Upon entering the apartment and locking the door, Tetsuyuki and Yōko embraced and locked their lips in a seemingly endless kiss.

“How is Kin?” Yōko asked in hoarse voice.

“Still alive.”

“For a while at least, huh?”

“I’ll pull the nail out of him on April twelfth.” Though he was not conscious of it, that was a year and a day after Tetsuyuki had, in this room where darkness had slipped in, unwittingly driven a nail through Kin’s back. It was also the day he had embraced Yōko’s naked body for the first time in the spring light.

“Why April twelfth?”

Tetsuyuki did not respond to Yōko’s question. He himself did not understand why he had chosen that day. Instead, he said, “We ought to go to the wake tonight.”

Yōko wordlessly slipped off her coat and began preparing dinner in the kitchen. Tetsuyuki lit the heater, then glanced at Kin’s motionless body. In that instant, an unforeseen notion took on the form of words, casting a strange illumination in his mind.

“Over the two days of April eleventh and twelfth last year, I drove a nail into two living creatures.” He turned around and looked intently at Yōko’s back, and she seemed small, helpless, yet at the same time presented a vivid image. He felt a deep love that transcended lust and mere attraction, but in which there was also a glint of anxiety.

He quietly approached her, wrapped his arms around her waist, and rubbed his cheek against hers.

“Let’s go to the wake. If we leave here before six, we’ll be right on time. And after we’ve left Mrs. Sawamura’s house, let’s stay in the ‘You’ve Come Again’ Hotel. I can pull the nail out of Kin, but I can’t pull it out of you.” Yōko turned to face him, a redness in her eyes.

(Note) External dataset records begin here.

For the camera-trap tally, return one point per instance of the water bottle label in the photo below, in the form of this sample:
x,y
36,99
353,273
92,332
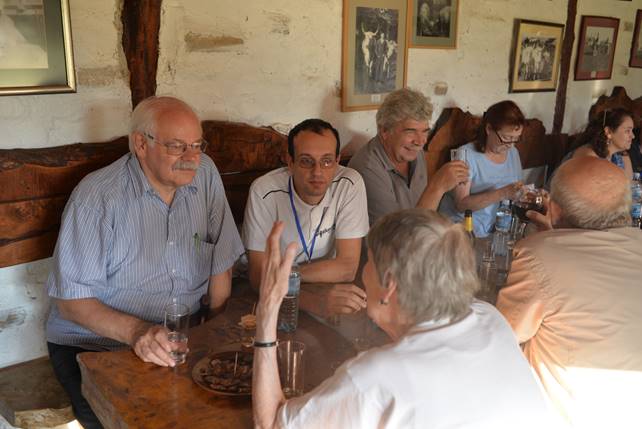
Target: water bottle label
x,y
294,284
502,222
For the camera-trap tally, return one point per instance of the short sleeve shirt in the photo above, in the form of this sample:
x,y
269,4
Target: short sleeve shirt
x,y
388,191
341,214
485,175
120,243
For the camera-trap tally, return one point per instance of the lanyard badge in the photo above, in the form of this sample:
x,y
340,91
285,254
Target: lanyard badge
x,y
309,252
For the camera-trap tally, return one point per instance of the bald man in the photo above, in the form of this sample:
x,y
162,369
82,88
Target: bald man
x,y
574,298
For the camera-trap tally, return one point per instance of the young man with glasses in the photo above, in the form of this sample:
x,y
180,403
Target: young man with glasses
x,y
151,228
323,206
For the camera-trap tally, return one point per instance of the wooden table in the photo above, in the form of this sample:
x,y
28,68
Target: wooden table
x,y
125,392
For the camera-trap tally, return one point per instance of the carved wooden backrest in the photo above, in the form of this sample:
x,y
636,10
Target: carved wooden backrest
x,y
36,183
618,99
455,128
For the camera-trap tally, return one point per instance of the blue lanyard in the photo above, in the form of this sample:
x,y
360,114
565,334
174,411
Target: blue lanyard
x,y
298,225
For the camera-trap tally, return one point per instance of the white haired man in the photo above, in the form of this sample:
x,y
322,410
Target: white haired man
x,y
392,164
573,297
453,361
151,228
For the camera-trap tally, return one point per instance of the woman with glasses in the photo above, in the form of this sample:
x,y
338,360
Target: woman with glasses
x,y
609,136
494,166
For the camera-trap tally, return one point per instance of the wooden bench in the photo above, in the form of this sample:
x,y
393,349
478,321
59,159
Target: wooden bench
x,y
36,186
455,127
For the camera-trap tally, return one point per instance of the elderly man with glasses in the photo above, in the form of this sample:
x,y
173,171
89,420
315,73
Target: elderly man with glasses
x,y
152,228
323,206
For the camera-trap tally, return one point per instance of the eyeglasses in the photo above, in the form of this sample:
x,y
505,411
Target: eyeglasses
x,y
178,147
506,141
309,163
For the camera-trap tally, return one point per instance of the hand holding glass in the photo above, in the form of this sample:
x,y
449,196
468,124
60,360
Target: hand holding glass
x,y
529,199
177,323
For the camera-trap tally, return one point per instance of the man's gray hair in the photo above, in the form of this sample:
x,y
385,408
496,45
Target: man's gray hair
x,y
401,105
143,119
431,260
580,212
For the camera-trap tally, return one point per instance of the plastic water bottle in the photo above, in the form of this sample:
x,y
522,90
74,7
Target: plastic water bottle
x,y
503,217
289,310
636,197
503,220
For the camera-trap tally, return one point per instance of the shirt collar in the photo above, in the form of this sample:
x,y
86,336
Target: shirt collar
x,y
325,201
141,184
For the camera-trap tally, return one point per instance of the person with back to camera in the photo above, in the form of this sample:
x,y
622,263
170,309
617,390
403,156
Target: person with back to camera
x,y
495,168
453,362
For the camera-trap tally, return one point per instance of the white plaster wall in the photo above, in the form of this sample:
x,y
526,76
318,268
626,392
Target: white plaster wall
x,y
97,112
584,93
265,63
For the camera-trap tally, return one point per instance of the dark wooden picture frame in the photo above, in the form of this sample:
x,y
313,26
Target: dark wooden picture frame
x,y
439,30
596,47
374,52
636,43
38,57
535,56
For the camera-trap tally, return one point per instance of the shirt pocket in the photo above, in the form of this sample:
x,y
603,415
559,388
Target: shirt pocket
x,y
200,263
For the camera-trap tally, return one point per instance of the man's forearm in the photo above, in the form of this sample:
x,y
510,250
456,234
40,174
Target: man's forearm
x,y
267,395
102,320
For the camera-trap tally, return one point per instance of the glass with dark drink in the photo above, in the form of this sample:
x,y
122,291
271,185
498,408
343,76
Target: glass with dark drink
x,y
530,199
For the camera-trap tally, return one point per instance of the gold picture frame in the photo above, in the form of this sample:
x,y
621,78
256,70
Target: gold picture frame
x,y
433,24
37,56
374,52
535,56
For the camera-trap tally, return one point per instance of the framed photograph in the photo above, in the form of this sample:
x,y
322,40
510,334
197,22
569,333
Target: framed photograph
x,y
596,47
636,44
374,54
36,55
535,56
432,23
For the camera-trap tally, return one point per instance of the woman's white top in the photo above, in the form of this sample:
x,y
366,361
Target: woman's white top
x,y
470,374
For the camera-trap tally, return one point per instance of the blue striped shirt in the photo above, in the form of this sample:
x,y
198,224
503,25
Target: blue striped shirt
x,y
120,243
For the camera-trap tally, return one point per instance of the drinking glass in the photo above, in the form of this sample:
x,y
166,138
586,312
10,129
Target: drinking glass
x,y
488,250
488,280
529,199
177,323
458,155
290,359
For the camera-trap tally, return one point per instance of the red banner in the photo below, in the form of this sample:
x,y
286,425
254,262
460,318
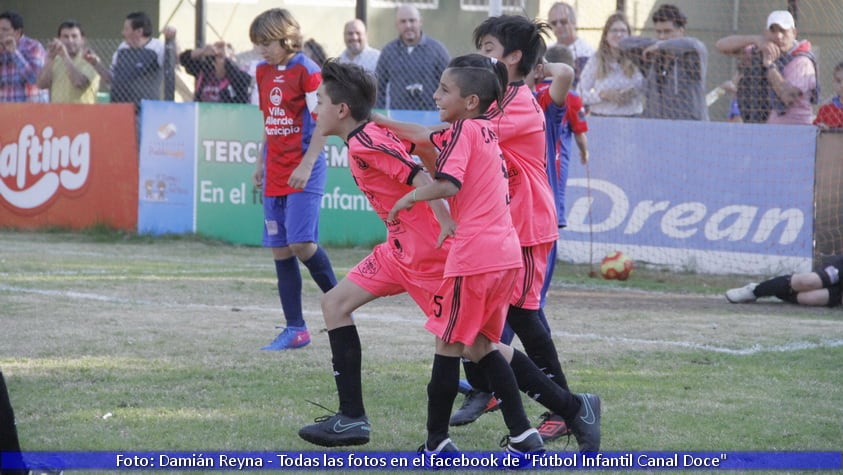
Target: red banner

She tapped his neck lightly with the handle of the knife. Apparently she had taken his words in an obscene sense.

After their meal, Tetsuyuki changed into his pajamas at Yōko’s urging, and slipped under the futon she had spread out for him. Over the past week, he had averaged only four hours of sleep each day. She sat down next to his pillow. He slipped his hand under her skirt.

“Again?” She stopped his hand. “If you do that, you won’t get any sleep.” Though reproving him, when he promised not to make any indecent movements with his fingers, she relaxed her legs with a half-doubting expression on her face.

“I wonder who’ll come into possession of that enormous mansion.”

As he thought about how to respond to Yōko, Tetsuyuki fell asleep.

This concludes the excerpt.